Magda si chinò a guardarlo e gli pose una mano sulla spalla. — Sì, lo so. — Attraverso il sottile tessuto della camicia la mano di lei era fredda, tesa, nervosa. Linc ebbe l’impressione che Magda avesse paura.
— Riusciremo a raggiungere il nuovo mondo.
— Forse.
— Tu puoi aiutarci.
— Ti ho già aiutato — disse Magda.
Linc la guardò sorpreso. — Davvero? E come? Meditando? Qualche ora con un cacciavite in mano avrebbe dato risultati migliori.

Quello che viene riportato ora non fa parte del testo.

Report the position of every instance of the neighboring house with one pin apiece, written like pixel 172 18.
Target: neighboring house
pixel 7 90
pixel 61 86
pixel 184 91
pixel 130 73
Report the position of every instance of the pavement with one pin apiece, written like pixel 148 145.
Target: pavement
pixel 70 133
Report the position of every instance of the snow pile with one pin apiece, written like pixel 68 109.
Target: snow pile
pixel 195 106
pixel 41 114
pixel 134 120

— Non è il caso di scherzare. Ti ho aiutato stando qui, concentrandomi, meditando ed evitando che Monel ti impedisse di lavorare.
— Monel non poteva…
— Monel cercava di aizzare gli altri contro di te — disse Magda, — ma Stav e i suoi operai si sono rifiutati di ascoltarlo. Grazie alla sacerdotessa.
Linc non capiva. — Cosa? Stai dicendo…
Era difficile vederla in faccia, nell’ombra. Magda teneva lo sguardo fisso lontano, nel buio. — Da quando sei andato nel Posto dei Fantasmi — spiegò, — Monel non ha mai smesso di cercare di farmi ammettere che sei un malvagio e che bisognava fermarti. Io non l’ho accontentato. Stav mi ha chiesto cosa doveva fare e io gli ho detto che non doveva aver paura né di te né del Posto dei Fantasmi…

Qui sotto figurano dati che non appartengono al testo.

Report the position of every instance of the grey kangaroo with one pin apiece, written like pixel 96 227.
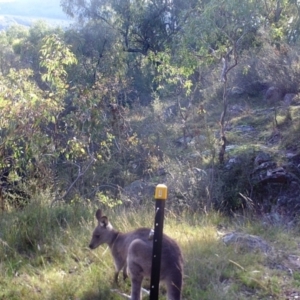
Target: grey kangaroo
pixel 132 252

— Ma avevi detto… — Linc lasciò la frase in sospeso. Non riusciva a raccapezzarsi.
— Siete dei bambini, tutti voi — continuò Magda. — Volete comandare, dare ordini, decidere cosa si deve fare. Tu sai di aver ragione. Monel è convinto del contrario. Per lo meno Stav non pretende di sapere tutto e ha chiesto il consiglio della sacerdotessa.
Linc scosse la testa. — Pensavo che tu credessi…

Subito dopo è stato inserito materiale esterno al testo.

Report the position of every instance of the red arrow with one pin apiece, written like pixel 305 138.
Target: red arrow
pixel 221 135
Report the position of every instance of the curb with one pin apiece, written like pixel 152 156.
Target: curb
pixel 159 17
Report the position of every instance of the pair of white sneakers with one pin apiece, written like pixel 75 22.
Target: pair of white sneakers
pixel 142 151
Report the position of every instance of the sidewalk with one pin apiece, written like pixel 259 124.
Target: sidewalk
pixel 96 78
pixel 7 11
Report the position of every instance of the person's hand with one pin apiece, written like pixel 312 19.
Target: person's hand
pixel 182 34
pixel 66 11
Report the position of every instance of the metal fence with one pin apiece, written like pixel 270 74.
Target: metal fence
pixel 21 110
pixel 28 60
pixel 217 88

Magda gli strinse forte la spalla. — Comanda sempre la sacerdotessa. Monel crede di essere il capo. È pazzo. Tu pensi di poterci salvare tutti dalla morte. Sei pazzo anche tu. Io sono il capo, qui, e voi fate quello che voglio io. Ho permesso che tu aggiustassi le macchine perché forse avevi ragione di volerlo fare. Lascio che Monel creda di dare ordini a tutti perché così posso fare in modo che dia gli ordini che voglio io. Quando hai cercato di sovvertire quello in cui avevamo sempre creduto, perfino il potere della sacerdotessa, mi sono servita di Monel per controbilanciare la tua azione. Quando Monel ha cercato di impedirti di lavorare nel Posto dei Fantasmi, mi sono servita di Stav per controbilanciare la sua azione. Voi vi combattete e io rimango la sacerdotessa, il vero capo, colei che diffonde la saggezza di Jerlet.